Before the November election, Democrats controlled legislatures in 27 states, with Republicans in charge of just 14. But after the nationwide Republican sweep, the GOP will soon control 26, the Democrats only 17. Control of others is split between the parties. The election also increased the number of Republican governors from 23 to 26.

With the switch in party control could come abrupt changes in the way some states handle government regulation, privatization and other matters.

In Wisconsin, power in the Statehouse will shift wholesale from Democrats to Republicans. Already, incoming Republican Gov. Scott Walker and others would like to head off a law that makes it tougher for payday loan companies and auto lenders to do business.

Until Democrats pushed the law through the Senate and House in 2010, Wisconsin was the only state that did not regulate those industries.

Democratic Gov.
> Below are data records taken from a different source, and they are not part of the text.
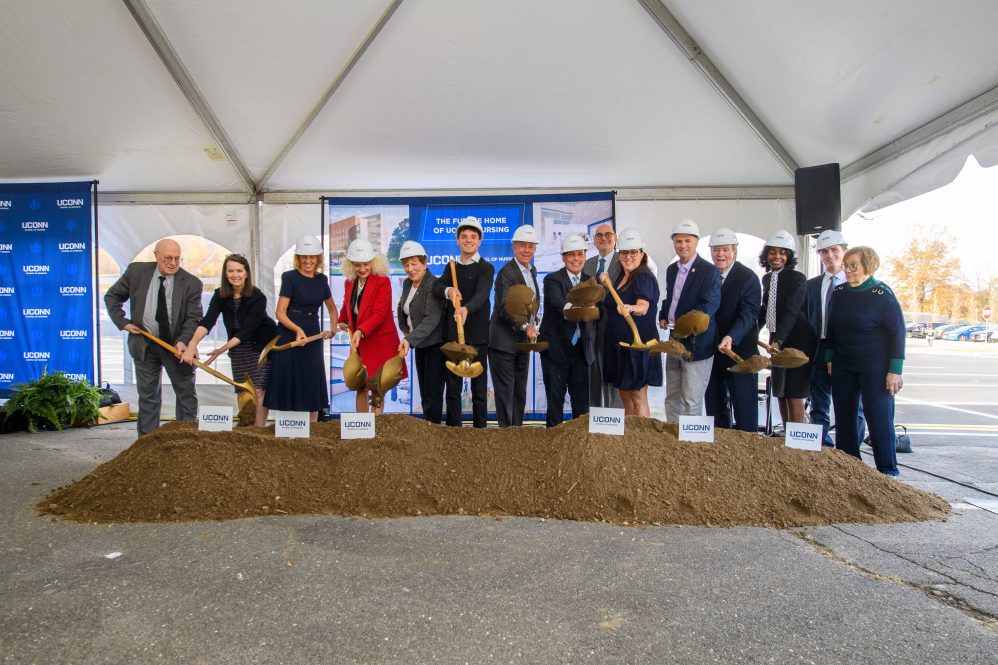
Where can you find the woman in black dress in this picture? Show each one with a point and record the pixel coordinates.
(783, 314)
(298, 375)
(244, 313)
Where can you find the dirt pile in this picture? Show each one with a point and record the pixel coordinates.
(417, 468)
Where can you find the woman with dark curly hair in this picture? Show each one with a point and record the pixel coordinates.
(783, 315)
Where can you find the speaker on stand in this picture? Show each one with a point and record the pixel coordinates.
(818, 198)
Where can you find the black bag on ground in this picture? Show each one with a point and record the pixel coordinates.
(109, 396)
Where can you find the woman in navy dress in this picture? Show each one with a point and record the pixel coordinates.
(298, 375)
(629, 370)
(865, 355)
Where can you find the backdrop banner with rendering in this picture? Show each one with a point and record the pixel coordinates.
(46, 281)
(433, 221)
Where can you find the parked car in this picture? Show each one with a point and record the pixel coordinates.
(941, 330)
(962, 334)
(984, 335)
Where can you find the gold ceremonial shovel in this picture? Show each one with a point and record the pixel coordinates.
(247, 385)
(787, 358)
(753, 365)
(460, 353)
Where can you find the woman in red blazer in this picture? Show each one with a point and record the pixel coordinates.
(367, 311)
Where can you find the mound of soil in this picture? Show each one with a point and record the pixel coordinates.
(418, 468)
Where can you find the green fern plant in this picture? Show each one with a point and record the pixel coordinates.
(54, 401)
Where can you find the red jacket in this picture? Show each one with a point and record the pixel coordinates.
(374, 319)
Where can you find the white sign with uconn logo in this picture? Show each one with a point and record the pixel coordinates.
(606, 421)
(356, 425)
(803, 437)
(291, 424)
(215, 418)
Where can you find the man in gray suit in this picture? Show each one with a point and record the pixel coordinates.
(165, 301)
(603, 394)
(508, 366)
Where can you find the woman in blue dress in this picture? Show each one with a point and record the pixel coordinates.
(629, 370)
(298, 375)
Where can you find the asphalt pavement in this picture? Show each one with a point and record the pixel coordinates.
(307, 589)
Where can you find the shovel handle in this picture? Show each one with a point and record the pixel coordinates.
(627, 315)
(197, 363)
(457, 303)
(731, 354)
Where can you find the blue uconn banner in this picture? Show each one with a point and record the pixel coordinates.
(46, 281)
(387, 222)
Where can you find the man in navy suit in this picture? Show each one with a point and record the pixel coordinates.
(571, 352)
(692, 283)
(831, 246)
(738, 327)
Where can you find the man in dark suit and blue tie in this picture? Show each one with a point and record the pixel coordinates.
(831, 246)
(691, 283)
(165, 301)
(738, 329)
(571, 351)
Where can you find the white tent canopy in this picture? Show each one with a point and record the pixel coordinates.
(697, 102)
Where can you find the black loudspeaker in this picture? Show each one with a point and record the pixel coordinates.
(819, 204)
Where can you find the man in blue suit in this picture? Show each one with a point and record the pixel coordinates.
(692, 283)
(738, 328)
(570, 354)
(831, 246)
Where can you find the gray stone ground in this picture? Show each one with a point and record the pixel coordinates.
(310, 589)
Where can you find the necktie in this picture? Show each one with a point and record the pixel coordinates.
(576, 335)
(771, 304)
(828, 302)
(162, 313)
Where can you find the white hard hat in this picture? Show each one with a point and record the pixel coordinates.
(411, 248)
(723, 236)
(525, 233)
(360, 251)
(687, 226)
(308, 246)
(782, 239)
(830, 238)
(572, 243)
(470, 223)
(629, 239)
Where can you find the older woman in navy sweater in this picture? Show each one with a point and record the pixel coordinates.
(865, 355)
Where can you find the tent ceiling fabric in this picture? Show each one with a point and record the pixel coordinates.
(455, 94)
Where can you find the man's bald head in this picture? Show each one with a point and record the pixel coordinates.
(167, 253)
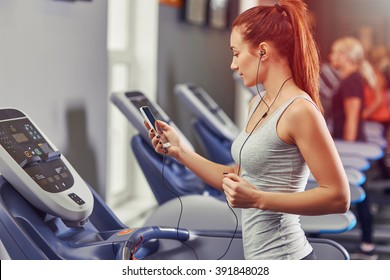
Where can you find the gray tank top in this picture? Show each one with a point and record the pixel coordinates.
(274, 166)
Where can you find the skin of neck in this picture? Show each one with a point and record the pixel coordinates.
(276, 74)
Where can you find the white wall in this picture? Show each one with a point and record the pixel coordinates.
(53, 67)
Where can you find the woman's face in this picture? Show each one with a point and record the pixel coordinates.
(244, 62)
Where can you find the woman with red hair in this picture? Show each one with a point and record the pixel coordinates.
(285, 137)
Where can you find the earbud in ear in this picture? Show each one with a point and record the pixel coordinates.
(262, 52)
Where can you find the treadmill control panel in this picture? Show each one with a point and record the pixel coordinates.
(23, 142)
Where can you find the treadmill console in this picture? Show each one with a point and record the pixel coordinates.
(204, 107)
(38, 170)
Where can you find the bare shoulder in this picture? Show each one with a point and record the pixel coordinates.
(302, 108)
(302, 117)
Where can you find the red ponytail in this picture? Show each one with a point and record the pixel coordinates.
(287, 27)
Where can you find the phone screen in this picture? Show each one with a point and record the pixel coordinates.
(149, 117)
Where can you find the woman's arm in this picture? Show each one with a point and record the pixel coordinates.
(352, 107)
(303, 125)
(208, 171)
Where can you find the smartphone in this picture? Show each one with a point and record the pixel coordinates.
(150, 119)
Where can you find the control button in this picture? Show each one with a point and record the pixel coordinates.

Jim Doyle shepherded the bill into law. But Walker said the new regulations go too far, and that the outright ban on loans secured by an auto title isn’t what many want.

In New Hampshire, Republicans hope to shoot down a new gun law they say doesn’t do enough to protect private property and gun owners’ rights. Republicans captured the legislative majority from Democrats in the midterm election.

In the recent session, lawmakers gave residents the right to display a gun or other weapon to warn away a potential attacker. Republicans plan to replace it with a stronger version that was vetoed by Democratic Gov. John Lynch in 2006.

The tougher law would allow gun owners to use deadly force when threatened, inside their home. “Why should I have to run away?” said Republican state Sen. Jack Barnes, who said residents who feel threatened should be able to use whatever force necessary. “It’s my house.”